2017-12-06 12:25:30.681846: W c:\l\work\tensorflow-1.1.0\tensorflow\core\platform\cpu_feature_guard.cc:45] The TensorFlow library wasn't compiled to use SSE2 instructions, but these are available on your machine and could speed up CPU computations.
2017-12-06 12:25:30.682149: W c:\l\work\tensorflow-1.1.0\tensorflow\core\platform\cpu_feature_guard.cc:45] The TensorFlow library wasn't compiled to use SSE3 instructions, but these are available on your machine and could speed up CPU computations.

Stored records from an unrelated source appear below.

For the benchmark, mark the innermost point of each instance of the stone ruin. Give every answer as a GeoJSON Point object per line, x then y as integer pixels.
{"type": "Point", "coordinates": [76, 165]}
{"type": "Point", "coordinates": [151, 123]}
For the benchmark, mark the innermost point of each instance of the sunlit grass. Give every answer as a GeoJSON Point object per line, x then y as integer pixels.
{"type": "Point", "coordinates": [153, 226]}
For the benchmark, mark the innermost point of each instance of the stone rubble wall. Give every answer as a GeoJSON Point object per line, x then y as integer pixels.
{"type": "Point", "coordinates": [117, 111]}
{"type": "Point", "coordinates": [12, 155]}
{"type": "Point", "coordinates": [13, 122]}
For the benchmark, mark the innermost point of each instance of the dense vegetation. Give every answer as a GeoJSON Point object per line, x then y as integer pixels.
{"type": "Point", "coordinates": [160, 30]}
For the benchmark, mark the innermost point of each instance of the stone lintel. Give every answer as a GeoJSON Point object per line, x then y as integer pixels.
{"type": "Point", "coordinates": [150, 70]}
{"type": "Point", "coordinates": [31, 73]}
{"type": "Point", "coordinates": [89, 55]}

2017-12-06 12:25:30.683051: W c:\l\work\tensorflow-1.1.0\tensorflow\core\platform\cpu_feature_guard.cc:45] The TensorFlow library wasn't compiled to use SSE4.1 instructions, but these are available on your machine and could speed up CPU computations.
2017-12-06 12:25:30.683420: W c:\l\work\tensorflow-1.1.0\tensorflow\core\platform\cpu_feature_guard.cc:45] The TensorFlow library wasn't compiled to use SSE4.2 instructions, but these are available on your machine and could speed up CPU computations.

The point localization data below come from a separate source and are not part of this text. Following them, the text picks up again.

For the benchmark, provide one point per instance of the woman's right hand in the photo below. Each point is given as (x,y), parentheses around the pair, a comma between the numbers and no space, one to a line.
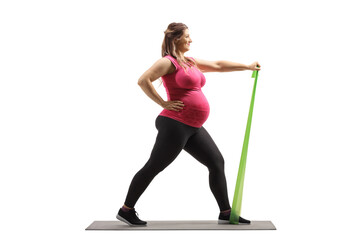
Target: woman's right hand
(173,105)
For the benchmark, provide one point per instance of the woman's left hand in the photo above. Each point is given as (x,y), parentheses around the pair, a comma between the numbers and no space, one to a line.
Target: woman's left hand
(255,66)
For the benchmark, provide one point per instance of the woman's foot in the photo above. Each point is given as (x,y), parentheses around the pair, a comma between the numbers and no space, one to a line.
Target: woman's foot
(129,216)
(224,218)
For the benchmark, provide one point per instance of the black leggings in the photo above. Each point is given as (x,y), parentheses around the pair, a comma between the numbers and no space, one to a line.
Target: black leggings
(173,136)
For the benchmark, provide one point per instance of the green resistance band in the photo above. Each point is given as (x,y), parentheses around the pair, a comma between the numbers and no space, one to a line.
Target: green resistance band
(236,206)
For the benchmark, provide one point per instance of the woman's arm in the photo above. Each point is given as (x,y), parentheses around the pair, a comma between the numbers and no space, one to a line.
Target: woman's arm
(224,66)
(161,67)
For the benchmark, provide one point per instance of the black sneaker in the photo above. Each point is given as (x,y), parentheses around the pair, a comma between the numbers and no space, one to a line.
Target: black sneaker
(225,219)
(130,218)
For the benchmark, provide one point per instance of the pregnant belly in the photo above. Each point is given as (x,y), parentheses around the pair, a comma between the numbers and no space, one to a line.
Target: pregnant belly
(195,112)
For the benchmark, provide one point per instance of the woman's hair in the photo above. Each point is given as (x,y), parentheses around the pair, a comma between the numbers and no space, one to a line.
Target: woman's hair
(174,32)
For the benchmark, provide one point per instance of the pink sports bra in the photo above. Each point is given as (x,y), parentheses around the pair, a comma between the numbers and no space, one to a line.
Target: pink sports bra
(186,87)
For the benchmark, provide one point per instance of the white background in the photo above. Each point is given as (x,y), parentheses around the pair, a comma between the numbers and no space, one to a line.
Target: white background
(75,126)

2017-12-06 12:25:30.684240: W c:\l\work\tensorflow-1.1.0\tensorflow\core\platform\cpu_feature_guard.cc:45] The TensorFlow library wasn't compiled to use AVX instructions, but these are available on your machine and could speed up CPU computations.
2017-12-06 12:25:30.684699: W c:\l\work\tensorflow-1.1.0\tensorflow\core\platform\cpu_feature_guard.cc:45] The TensorFlow library wasn't compiled to use AVX2 instructions, but these are available on your machine and could speed up CPU computations.

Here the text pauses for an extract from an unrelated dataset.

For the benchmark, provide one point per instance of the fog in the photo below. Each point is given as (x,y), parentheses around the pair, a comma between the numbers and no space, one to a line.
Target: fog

2017-12-06 12:25:30.685396: W c:\l\work\tensorflow-1.1.0\tensorflow\core\platform\cpu_feature_guard.cc:45] The TensorFlow library wasn't compiled to use FMA instructions, but these are available on your machine and could speed up CPU computations.
2017-12-06 12:25:31.342265: I c:\l\work\tensorflow-1.1.0\tensorflow\core\common_runtime\gpu\gpu_device.cc:887] Found device 0 with properties:
name: GeForce GTX 950M
major: 5 minor: 0 memoryClockRate (GHz) 0.928
pciBusID 0000:01:00.0
Total memory: 2.00GiB
Free memory: 1.65GiB
2017-12-06 12:25:31.342409: I c:\l\work\tensorflow-1.1.0\tensorflow\core\common_runtime\gpu\gpu_device.cc:908] DMA: 0
2017-12-06 12:25:31.343662: I c:\l\work\tensorflow-1.1.0\tensorflow\core\common_runtime\gpu\gpu_device.cc:918] 0:   Y
2017-12-06 12:25:31.344105: I c:\l\work\tensorflow-1.1.0\tensorflow\core\common_runtime\gpu\gpu_device.cc:977] Creating TensorFlow device (/gpu:0) -> (device: 0, name: GeForce GTX 950M, pci bus id: 0000:01:00.0)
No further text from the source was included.